Background PD-(L)1 immune checkpoint blockade (ICB) therapy yields objective responses in 15–25% of patients with bladder cancer (BC), suggesting tumor-associated resistance mechanisms undermine their efficacy.1–6 We previously used pre-treatment tumor to derive an ICB response gene signature enriched in adaptive immune genes and an ICB resistance signature enriched in innate immune and inflammatory genes.7
Methods Single-cell RNA sequencing (scRNAseq) was performed on 27 BC tumors and 3 normal-adjacent tissue specimens to resolve cells underlying these signatures. We profiled tumor macrophages (MΦs) underlying the resistance signature with flow cytometry (FC). To recapitulate them, we used healthy donor (HD) blood monocytes differentiated into MΦs with M-CSF and skewed with bioinformatically predicted ligands, characterizing them with FC, RTqPCR, and bulk RNAseq. To discover peripheral biomarkers, we conducted scRNAseq, O-Link, and ELISAs on matched blood. To evaluate the impact of these MΦs on T cells, we employed functional assays on HD T cells, adding cytokines these MΦs produce and patient plasma. Finally, we performed Visium spatial transcriptomics to assess the intratumoral organization of these cells.
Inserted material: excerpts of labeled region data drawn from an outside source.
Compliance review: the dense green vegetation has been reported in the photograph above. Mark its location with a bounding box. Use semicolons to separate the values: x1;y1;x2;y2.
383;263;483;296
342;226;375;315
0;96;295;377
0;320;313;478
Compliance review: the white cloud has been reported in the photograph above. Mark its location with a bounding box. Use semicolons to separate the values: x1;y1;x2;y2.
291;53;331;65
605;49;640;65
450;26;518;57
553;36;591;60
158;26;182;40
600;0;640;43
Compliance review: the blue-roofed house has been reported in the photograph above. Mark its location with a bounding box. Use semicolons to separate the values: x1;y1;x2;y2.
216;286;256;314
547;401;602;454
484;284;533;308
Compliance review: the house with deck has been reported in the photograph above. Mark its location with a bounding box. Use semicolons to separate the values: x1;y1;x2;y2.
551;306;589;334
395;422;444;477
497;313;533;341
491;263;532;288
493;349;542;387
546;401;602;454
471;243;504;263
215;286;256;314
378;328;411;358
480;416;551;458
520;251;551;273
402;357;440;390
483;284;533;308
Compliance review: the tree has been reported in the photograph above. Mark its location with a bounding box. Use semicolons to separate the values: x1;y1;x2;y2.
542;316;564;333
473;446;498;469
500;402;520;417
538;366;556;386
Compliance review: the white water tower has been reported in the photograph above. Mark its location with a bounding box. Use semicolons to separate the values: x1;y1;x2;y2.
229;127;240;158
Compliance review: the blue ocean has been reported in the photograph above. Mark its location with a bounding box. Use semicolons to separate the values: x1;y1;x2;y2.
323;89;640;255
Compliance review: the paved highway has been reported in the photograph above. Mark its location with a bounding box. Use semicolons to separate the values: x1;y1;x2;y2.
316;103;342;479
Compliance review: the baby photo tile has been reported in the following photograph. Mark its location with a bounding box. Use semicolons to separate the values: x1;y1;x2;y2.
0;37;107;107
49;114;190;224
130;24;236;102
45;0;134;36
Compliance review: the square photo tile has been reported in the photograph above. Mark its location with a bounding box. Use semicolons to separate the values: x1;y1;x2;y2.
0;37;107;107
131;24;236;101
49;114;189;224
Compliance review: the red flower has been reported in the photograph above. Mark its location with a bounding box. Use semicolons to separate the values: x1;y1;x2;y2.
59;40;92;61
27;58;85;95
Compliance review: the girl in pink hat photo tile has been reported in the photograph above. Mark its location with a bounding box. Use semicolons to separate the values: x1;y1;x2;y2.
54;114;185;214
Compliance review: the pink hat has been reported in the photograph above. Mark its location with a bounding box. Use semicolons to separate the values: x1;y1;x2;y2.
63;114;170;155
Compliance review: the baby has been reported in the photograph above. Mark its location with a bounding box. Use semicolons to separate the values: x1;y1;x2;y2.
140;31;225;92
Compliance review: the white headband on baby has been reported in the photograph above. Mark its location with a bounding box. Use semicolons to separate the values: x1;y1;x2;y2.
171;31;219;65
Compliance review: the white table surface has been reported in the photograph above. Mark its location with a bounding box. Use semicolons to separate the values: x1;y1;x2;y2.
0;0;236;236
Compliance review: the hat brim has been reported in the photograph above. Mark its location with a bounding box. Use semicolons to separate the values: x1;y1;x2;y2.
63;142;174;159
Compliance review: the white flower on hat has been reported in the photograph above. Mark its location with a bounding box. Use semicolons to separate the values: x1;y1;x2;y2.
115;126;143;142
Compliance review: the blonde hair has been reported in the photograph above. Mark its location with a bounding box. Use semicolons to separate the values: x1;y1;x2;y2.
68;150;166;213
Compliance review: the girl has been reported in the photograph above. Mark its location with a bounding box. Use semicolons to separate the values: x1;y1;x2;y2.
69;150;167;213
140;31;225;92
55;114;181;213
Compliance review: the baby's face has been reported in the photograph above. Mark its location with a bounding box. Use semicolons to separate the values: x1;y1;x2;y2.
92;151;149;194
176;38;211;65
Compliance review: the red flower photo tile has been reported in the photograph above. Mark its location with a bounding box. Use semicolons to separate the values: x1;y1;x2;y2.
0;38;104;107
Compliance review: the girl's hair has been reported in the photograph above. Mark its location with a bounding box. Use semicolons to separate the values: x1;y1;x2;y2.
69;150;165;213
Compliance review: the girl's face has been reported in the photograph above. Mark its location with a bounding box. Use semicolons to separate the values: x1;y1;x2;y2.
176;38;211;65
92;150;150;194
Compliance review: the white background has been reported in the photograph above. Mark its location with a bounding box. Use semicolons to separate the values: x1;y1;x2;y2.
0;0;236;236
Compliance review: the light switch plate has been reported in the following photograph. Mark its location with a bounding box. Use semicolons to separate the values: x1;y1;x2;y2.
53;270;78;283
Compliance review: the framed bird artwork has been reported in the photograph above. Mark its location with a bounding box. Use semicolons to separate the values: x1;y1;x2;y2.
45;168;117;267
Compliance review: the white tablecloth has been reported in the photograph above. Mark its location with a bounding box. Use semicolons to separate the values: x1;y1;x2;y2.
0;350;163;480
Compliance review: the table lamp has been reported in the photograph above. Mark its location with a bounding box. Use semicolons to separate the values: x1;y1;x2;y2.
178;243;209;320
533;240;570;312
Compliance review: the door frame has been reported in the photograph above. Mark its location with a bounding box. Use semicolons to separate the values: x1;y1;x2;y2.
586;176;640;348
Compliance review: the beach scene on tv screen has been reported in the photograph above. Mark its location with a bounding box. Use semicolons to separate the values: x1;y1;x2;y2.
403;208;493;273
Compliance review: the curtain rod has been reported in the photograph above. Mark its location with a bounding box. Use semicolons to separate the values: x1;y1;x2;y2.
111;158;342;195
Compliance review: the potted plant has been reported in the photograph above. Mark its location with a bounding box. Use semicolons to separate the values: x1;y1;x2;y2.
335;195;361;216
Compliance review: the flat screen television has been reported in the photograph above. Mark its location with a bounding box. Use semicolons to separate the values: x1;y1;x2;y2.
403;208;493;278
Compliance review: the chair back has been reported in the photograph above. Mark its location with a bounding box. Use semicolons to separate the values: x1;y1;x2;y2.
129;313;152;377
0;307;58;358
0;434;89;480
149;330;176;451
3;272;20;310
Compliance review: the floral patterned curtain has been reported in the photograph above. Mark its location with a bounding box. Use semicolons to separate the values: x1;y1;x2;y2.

Results From our scRNAseq, we discovered the adaptive immune response and pro-tumorigenic inflammation signatures were enriched in distinct MΦ subsets: immunostimulatory (is)MΦs and pro-tumorigenic (pt)MΦs, respectively. ptMΦs upregulated CLEC5A, TREM1, and SPP1; expressed pro-inflammatory and hypoxic programs; and downregulated antigen presentation machinery whereas isMΦs upregulated antigen presentation and complement machinery. ptMΦs were enriched in tumor versus normal-adjacent tissue, as confirmed by FC on additional patients. When we tested predicted drivers of ptMΦs, IL-1β most highly induced Clec5a, Trem1, Spp1 and IL-6 expression in MΦs. We found corresponding cytokines, IL-1β, IL-6, and macrophage-colony stimulating factor (CSF-1), elevated in patient plasma. Our assays revealed IL-6 suppresses naïve CD8+ T cells’ capacity to differentiate into IFNγ-producing effector cells. scRNAseq of patient blood shows IL-6 acts through suppressor of cytokine signaling 3 (SOCS3). Culturing HD T cells in patient plasma induced SOCS3. Finally, spatial transcriptomics revealed IL-6 gradients across tumors that associate with ptMΦs and SOCS3-expressing T cells.
Conclusions We found that intratumoral Clec5a+Trem1+Spp1+ ptMΦs underlie our ICB resistance signature in BC. These ptMΦs produce IL-6 and are recapitulated by culturing HD monocytes with M-CSF and IL-1β. IL-6 is elevated in patient plasma and limits effector CD8+ T cell differentiation via SOCS3. Correspondingly, IL-6-producing ptMΦs and SOCS3-expressing CD8+ T cells are spatially associated within tumors. Overall, we demonstrate a novel axis associated with ICB resistance in BC whereby distinct pro-inflammatory MΦs suppress CD8+ T cells.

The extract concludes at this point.